I'm always skeptical about these kinds of products. Because it is loosely regulated, they can get always with minimal efficacy.
But they have a history of working products and the technology seems legit.

However, if their products work so well. Why their revenue growth decrease year over year and only maintain a +50mil revenue per year since.

That's because the non-invasive aesthetic treatment market size was valued at USD 4.6 billion in 2020

The bullish scenario is that they get 10% of the market share. So 460mil. That means with the current 200mil revenue. They can only effectively grow their company +130% before tailing the 13% CAGR of the industry. Can someone confirm whether I am looking at the right TAM?

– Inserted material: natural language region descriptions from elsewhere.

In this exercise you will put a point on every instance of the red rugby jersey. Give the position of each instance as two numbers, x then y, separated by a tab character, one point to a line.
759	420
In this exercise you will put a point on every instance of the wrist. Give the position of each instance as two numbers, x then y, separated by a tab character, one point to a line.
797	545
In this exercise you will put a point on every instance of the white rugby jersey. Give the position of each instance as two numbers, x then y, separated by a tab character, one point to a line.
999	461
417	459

In conclusion, this is at most a decent company. If you like to support leading-edge aesthetic treatment, you can invest in it.
Nathan Worden's avatar
Killer analysis @zebo, you rock. Thanks for the insights and the links. That's a great idea to be checking

Where did you find the number of $4.6 billion for the non-invasive aesthetic treatment market size? I like your approach of looking at that and then working backwards to estimate how much of the market InMode could take and therefore also the implied growth rate.
Nathan Worden's avatar
haha nice- Ok so as far as if InMode would fall into this TAM, I am not an expert on the non-invasive aesthetic treatment market, but I think it would fit in here. So I think your assumptions hold. We could always get debunked later by someone with more experience in this area, but I'd be comfortable accepting your conclusions that InMode is a decent company, but not groundbreaking.

I'm not super enamored by the aesthetic treatment market in general, so I'd probably pass on this one.